Ça dure comme ça depuis des mois et on ne s’en lasse pas. Chaque semaine réserve son lot de (mauvaises) surprises qui montre que la politique dans ce pays est menée par des bons à rien, limités, bornés, têtus, égoïstes. Nous n’avons que des hommes politiques qui pensent aux prochaines élections, point d’hommes d’Etat qui pensent aux prochaines générations.
Le premier est un fils à papa, autoproclamé patron d’un parti politique fondé par son père. Il le gère comme on gérerait une entreprise familiale où l’on préfère mettre aux postes clés les proches et les amis plutôt que des compétences.
Le second est le rejeton d’on ne sait qui, qui a créé un parti comme on créerait une entreprise unipersonnelle afin d’en faire une société-écran.
Au départ, les deux gosses gâtés, Hafedh Caïd Essebsi et Slim Riahi de leurs noms, voulaient juste jouer dans la cour des grands en profitant du fait que tout le monde avait le regard braqué ailleurs. Ils se sont menti à eux-mêmes et ils ont fini par croire en leur mensonge. Ils se prennent sérieusement pour des hommes politiques capables de jouer une partie d’échecs où tous les coups seraient permis.

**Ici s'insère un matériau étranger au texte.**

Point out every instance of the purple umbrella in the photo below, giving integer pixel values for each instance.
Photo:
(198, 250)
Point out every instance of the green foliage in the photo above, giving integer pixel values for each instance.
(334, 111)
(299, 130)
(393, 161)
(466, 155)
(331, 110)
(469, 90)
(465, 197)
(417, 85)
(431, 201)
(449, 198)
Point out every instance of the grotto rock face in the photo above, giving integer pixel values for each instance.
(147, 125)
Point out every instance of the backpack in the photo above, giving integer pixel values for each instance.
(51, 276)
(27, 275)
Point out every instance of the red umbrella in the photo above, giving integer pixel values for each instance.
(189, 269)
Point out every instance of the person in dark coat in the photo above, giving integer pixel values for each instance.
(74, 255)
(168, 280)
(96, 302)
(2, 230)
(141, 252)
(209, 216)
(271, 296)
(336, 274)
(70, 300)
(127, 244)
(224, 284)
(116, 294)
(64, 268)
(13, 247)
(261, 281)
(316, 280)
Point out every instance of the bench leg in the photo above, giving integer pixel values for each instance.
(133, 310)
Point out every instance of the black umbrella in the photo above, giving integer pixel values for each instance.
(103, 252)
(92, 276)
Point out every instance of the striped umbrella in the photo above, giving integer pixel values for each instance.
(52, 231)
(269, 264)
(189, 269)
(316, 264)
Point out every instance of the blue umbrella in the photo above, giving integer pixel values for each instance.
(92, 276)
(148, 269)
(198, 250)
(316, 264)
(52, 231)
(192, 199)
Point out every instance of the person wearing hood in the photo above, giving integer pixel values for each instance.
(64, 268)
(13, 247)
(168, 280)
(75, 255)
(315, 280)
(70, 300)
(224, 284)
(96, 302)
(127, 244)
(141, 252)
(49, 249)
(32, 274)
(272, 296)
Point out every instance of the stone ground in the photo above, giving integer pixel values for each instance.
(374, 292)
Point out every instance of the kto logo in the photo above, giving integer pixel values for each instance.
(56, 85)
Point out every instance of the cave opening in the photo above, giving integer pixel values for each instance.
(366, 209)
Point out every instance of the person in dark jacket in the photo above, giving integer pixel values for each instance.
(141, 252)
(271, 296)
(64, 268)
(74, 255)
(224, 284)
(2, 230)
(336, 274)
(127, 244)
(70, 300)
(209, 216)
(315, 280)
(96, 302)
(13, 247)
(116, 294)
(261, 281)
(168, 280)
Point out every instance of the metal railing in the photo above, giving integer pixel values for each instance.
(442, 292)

Il se trouve que la table d’échecs est le parlement tunisien et que les pièces sont des députés. Des députés qui ont, derrière eux, des milliers d’électeurs et, en théorie, des idées et des valeurs.
Les derniers coups annoncés font ressortir que les deux gosses ont décidé de jouer ensemble plutôt que de jouer l’un contre l’autre. Plus on est de fous, plus on s’amuse.
L’objectif de cette union est d’abattre le joueur d’en face qui ne cesse de marquer des points, à savoir le chef du gouvernement Youssef Chahed à qui l’on prête des prétentions électorales.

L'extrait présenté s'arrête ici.